2020 (English)Doctoral thesis, monograph (Other academic)
Abstract [en]

Costly reversals of bad policies: the case of the mortgage interest deduction

This paper measures the welfare effects of removing the mortgage interest deduction under a variety of implementation scenarios. To this end, we build a life-cycle model with heterogeneous households calibrated to the U.S. economy, which features long-term mortgages and costly refinancing. In line with previous research we find that most households would prefer to be born into an economy without the deductibility. However, when we incorporate transitional dynamics less than forty percent of households are in favor of a reform and the average welfare effect is negative. This result holds under a number of removal designs.

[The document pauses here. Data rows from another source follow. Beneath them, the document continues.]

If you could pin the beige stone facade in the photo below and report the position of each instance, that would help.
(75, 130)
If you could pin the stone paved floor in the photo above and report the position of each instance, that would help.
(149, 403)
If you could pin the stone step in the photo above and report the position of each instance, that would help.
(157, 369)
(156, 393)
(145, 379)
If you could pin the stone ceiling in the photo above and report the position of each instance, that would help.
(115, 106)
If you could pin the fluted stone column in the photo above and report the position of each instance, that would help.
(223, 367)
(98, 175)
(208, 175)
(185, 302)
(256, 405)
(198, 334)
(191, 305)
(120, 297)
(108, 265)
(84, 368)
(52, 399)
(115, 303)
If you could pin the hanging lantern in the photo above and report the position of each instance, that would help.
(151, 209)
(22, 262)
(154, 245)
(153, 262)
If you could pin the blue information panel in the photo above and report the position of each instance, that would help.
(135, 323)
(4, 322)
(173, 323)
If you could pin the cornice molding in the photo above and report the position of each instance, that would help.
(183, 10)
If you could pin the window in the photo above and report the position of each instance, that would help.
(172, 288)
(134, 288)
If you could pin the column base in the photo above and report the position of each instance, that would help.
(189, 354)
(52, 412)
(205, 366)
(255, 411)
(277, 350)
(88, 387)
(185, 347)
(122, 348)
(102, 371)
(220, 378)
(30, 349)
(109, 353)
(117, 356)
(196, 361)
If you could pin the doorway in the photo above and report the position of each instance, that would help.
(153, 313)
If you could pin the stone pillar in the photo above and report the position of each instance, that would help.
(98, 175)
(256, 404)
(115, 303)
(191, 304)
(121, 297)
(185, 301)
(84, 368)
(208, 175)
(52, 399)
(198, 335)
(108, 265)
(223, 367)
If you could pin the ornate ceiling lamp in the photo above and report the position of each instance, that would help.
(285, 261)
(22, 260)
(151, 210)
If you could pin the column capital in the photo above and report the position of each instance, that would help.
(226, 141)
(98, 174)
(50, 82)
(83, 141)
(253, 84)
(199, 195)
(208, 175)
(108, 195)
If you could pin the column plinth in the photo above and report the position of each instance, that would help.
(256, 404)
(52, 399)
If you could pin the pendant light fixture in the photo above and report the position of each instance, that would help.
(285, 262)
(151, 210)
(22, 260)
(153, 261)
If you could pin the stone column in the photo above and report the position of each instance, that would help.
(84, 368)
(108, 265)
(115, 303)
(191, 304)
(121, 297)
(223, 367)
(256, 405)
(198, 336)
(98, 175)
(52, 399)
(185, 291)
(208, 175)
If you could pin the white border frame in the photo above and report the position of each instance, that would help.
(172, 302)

Mortgage lending standards: implications for consumption dynamics

In this paper, we investigate to what extent stricter mortgage lending standards affect households' ability to smooth consumption. Using a heterogeneous-household model with incomplete markets, we find that a permanently lower loan-to-value (LTV) or payment-to-income (PTI) requirement only marginally affects the aggregate consumption response to a negative wealth shock. We show that even the distribution of marginal propensities to consume across households is remarkably insensitive to these permanent policies. In contrast, households’ consumption responses can be reduced if a temporary stricter LTV or PTI requirement is implemented prior to a negative wealth shock. However, strong assumptions need to be made for temporary policies to be welfare improving.

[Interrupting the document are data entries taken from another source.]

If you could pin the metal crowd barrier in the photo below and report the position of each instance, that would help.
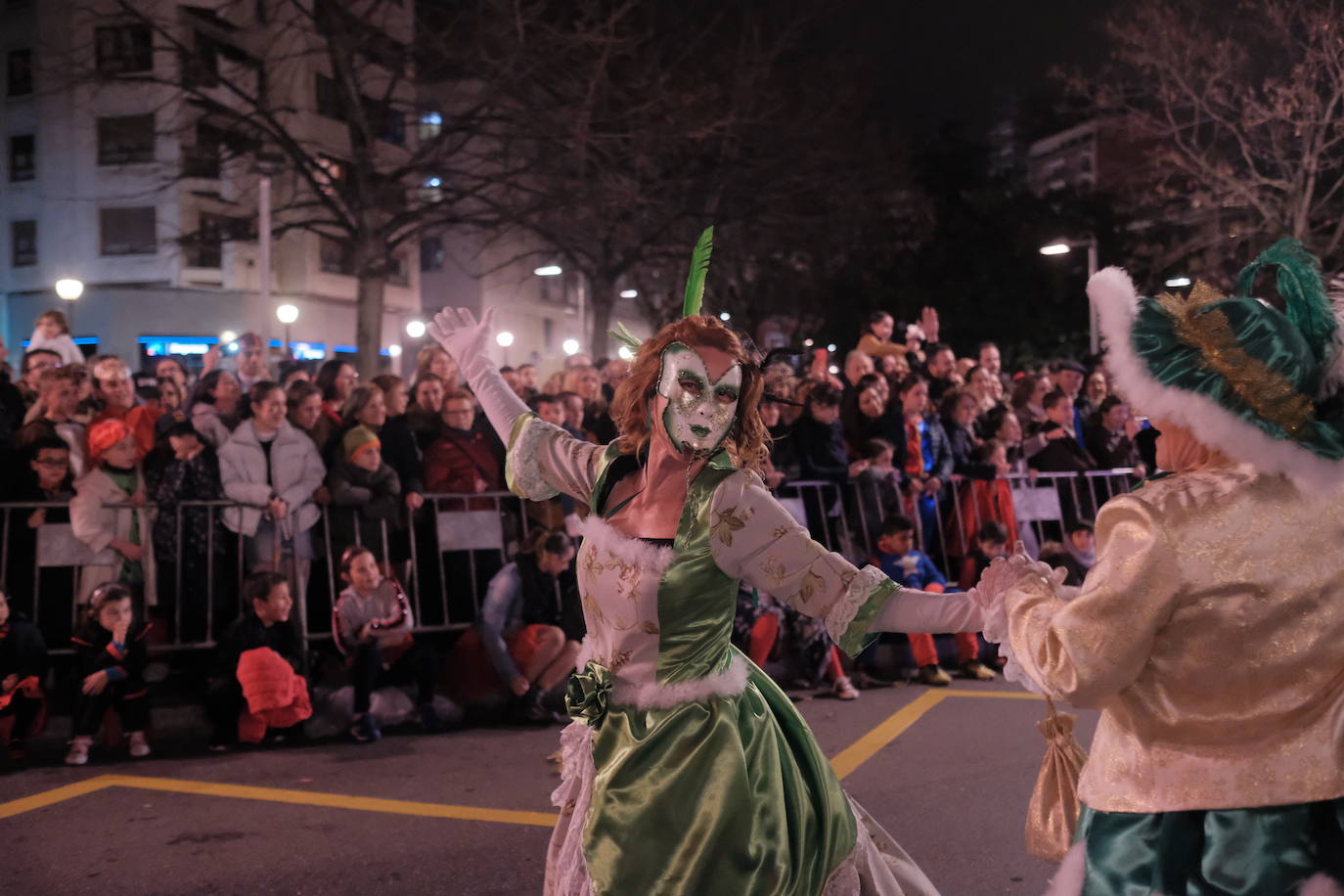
(445, 554)
(481, 529)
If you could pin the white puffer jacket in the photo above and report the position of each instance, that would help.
(295, 471)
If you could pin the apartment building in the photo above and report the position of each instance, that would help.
(113, 176)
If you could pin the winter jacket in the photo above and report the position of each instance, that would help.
(363, 500)
(276, 694)
(97, 524)
(210, 424)
(295, 471)
(62, 344)
(96, 650)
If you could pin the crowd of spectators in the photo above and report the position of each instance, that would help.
(154, 484)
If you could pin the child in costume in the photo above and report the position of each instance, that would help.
(687, 771)
(1210, 632)
(111, 659)
(913, 568)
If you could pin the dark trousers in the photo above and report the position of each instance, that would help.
(417, 664)
(132, 705)
(225, 702)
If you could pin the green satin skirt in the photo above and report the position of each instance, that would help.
(726, 795)
(1226, 852)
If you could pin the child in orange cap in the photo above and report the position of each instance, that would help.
(109, 516)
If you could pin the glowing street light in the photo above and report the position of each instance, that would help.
(68, 291)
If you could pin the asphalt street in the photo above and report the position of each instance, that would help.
(948, 773)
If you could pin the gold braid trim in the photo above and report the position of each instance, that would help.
(1208, 331)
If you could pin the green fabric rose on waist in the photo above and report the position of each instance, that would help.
(588, 694)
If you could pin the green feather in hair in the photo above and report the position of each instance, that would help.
(1303, 289)
(699, 269)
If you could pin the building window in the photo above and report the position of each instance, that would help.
(22, 160)
(128, 231)
(202, 157)
(328, 98)
(124, 50)
(431, 252)
(23, 244)
(125, 140)
(430, 125)
(335, 255)
(19, 72)
(205, 247)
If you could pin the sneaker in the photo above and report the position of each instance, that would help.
(365, 730)
(844, 690)
(78, 754)
(977, 670)
(139, 745)
(430, 720)
(933, 676)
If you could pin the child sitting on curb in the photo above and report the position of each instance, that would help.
(371, 625)
(265, 625)
(111, 657)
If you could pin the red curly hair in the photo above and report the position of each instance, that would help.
(747, 441)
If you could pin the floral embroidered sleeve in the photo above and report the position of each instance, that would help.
(755, 540)
(543, 461)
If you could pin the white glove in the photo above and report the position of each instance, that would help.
(468, 342)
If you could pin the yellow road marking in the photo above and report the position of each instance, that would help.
(867, 745)
(996, 694)
(845, 762)
(279, 795)
(49, 797)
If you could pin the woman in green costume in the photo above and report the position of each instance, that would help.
(687, 771)
(1210, 632)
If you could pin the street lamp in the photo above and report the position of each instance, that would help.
(265, 165)
(68, 291)
(1063, 247)
(287, 315)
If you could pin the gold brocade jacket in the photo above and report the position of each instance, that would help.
(1211, 636)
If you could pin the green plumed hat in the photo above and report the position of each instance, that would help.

The great house price divergence:  a quantitative investigation of house price fundamentals

What explains the widening gap in house prices between U.S. metropolitan areas? In this paper, I build a two-region Rosen-Roback model with heterogeneous households, mortgage borrowing constraints, and housing markets to answer this question. I find that changes in regional productivity and the real interest rate explain 86% of the observed increase in dispersion of prices across metropolitan areas and 66% of the increase in the national house price index since 1995. Endogenous migration and location-varying land rents are key for these findings. When decomposing the results, both wages and the real rate contribute substantially to both the change in the level and dispersion of house prices. Turning to dynamics, prices are quick to adjust to changes in house price fundamentals, whereas migration is slow. This rapid change in prices leads to significant wealth and welfare gains among homeowners in expensive locations.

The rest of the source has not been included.